Estaba anémico de tanto masturbarse. Pero su propia fealdad no había empezado a molestarle. La poesía era algo aparte de esas sensaciones físicas de asco. La poesía era algo aparte de todo. En las sutiles mentiras de un poema aprendía el arte de mentir sutilmente. Sólo importaba que las palabras fueran bellas. Todo el día estudiaba el diccionario.

Cuando estaba en éxtasis, un mundo de metáforas se materializaba ante sus ojos. La oruga hacía encajes con las hojas del cerezo; un guijarro lanzado a través de robles esplendorosos volaba hacia el mar. Las garzas perforaban la ajada sábana del mar embravecido para buscar en el fondo a los ahogados. Los duraznos se maquillaban suavemente entre el zumbido de insectos dorados; el aire, como un arco de llamas tras una estatua, giraba y se retorcía en torno a una multitud que trataba de escapar. El ocaso presagiaba el mal: adquiría la oscura tintura del yodo. Los árboles de invierno levantaban hacia el cielo sus patas de madera. Y una muchacha estaba sentada junto a un horno, su cuerpo como una rosa ardiente. Él se acercaba a la ventana y descubría que era una flor artificial. Su piel, como carne de gallina por el frío, se convertía en el gastado pétalo de una flor de terciopelo.

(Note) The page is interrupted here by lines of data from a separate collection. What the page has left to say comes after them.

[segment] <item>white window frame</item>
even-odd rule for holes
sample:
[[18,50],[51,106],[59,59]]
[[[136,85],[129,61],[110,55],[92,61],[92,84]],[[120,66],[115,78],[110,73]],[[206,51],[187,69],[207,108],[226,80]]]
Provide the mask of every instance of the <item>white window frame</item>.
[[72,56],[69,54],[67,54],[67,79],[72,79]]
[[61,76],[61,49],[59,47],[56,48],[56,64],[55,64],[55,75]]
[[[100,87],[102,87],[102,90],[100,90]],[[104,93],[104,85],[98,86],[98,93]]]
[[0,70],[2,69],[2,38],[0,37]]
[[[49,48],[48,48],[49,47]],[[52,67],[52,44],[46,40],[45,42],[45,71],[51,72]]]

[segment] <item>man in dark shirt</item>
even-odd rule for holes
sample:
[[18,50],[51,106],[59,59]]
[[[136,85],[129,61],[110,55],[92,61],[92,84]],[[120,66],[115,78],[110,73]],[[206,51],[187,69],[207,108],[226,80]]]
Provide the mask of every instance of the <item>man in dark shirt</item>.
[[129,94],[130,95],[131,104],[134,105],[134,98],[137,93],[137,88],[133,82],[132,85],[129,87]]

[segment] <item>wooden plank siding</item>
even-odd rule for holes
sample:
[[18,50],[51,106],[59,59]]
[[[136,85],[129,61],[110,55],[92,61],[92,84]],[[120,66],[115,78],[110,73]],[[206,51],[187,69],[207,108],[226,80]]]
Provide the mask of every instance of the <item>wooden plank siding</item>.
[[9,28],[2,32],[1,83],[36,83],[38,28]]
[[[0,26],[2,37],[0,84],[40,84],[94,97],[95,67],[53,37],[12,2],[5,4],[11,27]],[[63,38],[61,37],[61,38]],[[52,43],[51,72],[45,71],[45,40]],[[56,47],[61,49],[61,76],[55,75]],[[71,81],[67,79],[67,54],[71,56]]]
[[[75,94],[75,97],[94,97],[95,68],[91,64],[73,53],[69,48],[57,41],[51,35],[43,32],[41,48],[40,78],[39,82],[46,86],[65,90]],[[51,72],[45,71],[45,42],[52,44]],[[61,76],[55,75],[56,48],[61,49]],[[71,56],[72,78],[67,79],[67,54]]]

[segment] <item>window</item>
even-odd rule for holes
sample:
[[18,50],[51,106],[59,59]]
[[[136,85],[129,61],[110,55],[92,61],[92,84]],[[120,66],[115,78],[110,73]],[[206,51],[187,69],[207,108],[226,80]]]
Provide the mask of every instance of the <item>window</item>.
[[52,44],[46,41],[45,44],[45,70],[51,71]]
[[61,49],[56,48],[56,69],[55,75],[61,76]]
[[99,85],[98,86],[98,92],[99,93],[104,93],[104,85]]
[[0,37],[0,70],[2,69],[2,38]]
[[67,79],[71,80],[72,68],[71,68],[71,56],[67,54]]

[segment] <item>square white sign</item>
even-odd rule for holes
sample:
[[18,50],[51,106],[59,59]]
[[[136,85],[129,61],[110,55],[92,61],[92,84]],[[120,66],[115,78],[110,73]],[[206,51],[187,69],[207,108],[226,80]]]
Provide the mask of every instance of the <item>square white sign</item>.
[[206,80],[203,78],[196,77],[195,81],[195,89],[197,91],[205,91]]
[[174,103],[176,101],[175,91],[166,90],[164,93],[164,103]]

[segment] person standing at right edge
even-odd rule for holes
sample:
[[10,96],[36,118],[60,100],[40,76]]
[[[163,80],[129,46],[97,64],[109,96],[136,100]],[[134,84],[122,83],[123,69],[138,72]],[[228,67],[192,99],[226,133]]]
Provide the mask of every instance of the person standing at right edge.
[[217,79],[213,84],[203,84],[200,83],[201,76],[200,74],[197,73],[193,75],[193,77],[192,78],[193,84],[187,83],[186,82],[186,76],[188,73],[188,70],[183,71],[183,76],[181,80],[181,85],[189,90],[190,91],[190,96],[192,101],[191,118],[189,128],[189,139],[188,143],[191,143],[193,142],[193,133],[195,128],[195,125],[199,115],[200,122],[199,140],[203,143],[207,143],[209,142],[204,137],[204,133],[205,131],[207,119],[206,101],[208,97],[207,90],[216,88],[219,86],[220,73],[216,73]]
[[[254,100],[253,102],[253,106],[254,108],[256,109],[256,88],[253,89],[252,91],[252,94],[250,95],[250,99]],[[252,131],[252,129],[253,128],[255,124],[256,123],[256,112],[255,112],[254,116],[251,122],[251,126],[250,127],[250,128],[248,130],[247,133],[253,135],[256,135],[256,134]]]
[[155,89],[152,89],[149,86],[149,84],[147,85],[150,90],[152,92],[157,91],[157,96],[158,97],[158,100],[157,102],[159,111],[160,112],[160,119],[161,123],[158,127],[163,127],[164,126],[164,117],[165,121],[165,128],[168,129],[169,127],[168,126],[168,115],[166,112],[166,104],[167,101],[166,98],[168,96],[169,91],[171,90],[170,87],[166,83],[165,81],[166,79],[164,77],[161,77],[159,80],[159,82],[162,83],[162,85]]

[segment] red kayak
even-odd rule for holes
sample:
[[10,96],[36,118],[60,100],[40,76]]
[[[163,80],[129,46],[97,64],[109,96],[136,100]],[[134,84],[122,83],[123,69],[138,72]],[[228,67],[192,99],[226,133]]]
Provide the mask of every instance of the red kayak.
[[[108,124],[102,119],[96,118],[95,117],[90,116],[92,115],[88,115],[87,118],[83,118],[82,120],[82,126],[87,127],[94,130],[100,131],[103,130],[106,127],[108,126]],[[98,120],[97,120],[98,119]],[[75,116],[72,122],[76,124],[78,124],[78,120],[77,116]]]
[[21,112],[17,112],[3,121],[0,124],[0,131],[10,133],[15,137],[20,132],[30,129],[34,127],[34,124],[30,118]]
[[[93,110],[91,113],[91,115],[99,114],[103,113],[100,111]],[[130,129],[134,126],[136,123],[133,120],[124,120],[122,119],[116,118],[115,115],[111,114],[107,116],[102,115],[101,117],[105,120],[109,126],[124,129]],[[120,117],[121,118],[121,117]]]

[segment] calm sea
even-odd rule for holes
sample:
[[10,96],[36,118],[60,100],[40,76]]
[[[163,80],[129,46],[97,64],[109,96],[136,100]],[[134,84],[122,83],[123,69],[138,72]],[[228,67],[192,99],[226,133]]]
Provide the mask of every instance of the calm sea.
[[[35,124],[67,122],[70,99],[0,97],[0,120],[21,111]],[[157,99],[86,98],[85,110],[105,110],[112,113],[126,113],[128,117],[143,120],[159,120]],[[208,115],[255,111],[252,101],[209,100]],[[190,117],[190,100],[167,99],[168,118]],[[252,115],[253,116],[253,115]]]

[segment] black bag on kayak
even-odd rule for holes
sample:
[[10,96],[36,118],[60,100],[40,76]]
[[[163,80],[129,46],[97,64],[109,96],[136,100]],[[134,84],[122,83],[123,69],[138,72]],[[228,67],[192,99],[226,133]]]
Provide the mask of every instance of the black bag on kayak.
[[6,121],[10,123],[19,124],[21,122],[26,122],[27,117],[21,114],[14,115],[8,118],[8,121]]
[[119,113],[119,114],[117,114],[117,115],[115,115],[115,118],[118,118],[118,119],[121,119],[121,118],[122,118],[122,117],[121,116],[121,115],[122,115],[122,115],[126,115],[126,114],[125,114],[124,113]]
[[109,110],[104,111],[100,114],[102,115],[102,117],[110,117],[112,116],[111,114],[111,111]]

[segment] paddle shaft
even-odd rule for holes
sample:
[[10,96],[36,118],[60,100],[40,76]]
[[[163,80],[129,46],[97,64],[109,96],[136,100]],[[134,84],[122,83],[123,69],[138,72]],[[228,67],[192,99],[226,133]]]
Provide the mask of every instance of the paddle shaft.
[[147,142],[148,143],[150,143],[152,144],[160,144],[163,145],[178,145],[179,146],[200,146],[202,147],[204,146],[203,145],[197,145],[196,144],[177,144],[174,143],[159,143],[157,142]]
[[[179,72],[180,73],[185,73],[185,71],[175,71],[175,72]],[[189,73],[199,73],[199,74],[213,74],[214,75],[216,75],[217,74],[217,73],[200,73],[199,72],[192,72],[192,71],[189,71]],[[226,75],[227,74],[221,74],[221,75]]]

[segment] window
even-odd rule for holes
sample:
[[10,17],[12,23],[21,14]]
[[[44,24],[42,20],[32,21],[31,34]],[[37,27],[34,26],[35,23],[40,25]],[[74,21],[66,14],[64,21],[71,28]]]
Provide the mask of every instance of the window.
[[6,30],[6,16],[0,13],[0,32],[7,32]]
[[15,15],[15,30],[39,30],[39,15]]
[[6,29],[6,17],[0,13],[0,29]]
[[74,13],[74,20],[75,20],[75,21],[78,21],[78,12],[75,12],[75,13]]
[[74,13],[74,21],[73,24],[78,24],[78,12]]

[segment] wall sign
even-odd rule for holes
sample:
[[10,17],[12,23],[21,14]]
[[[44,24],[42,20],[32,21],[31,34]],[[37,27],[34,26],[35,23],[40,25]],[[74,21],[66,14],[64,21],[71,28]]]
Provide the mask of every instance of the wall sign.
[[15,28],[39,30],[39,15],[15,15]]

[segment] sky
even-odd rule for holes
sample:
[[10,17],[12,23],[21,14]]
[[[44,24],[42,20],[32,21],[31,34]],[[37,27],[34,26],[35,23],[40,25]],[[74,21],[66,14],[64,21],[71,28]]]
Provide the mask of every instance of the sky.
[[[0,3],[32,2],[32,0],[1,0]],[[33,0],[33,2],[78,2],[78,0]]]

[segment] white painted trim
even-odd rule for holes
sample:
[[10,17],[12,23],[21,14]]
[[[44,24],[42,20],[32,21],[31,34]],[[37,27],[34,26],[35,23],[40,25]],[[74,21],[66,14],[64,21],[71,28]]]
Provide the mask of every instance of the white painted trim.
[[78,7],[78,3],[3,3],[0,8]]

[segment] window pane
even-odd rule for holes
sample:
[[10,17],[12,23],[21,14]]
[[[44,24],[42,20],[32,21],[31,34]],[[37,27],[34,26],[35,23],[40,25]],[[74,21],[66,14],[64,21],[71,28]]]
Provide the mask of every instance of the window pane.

Cuando el mundo se transformaba así era feliz. No le sorprendía que el nacimiento de un poema le trajera esta clase de felicidad. Sabía mentalmente que un poema nace de la tristeza, la maldición o la desesperanza del seno de la soledad. Pero para que este fuera su caso, necesitaba un interés más profundo en sí mismo, algún problema que lo abrumara. Aunque estaba convencido de su genio, tenía curiosamente muy poco interés en sí mismo. El mundo exterior le parecía más fascinante. Sería más preciso decir que en los momentos en que, sin motivo aparente era feliz, el mundo asumía dócilmente las formas que él deseaba.

A T. le gustaría saber que Yukio significa ‘nieve’ y Mishima ‘lugar desde el que se ve la nieve’. Se emocionaría leyendo El rumor del oleaje. Pero nada más. El exhibicionismo proteico, la asunción de una moral heroica, un sentido trágico y absoluto del deber no van con ella. En cambio, J. se desharía en elogios hacia su apetito por lo fúnebre y sus cientos de máscaras y su vanidad, tan fecunda como su genialidad.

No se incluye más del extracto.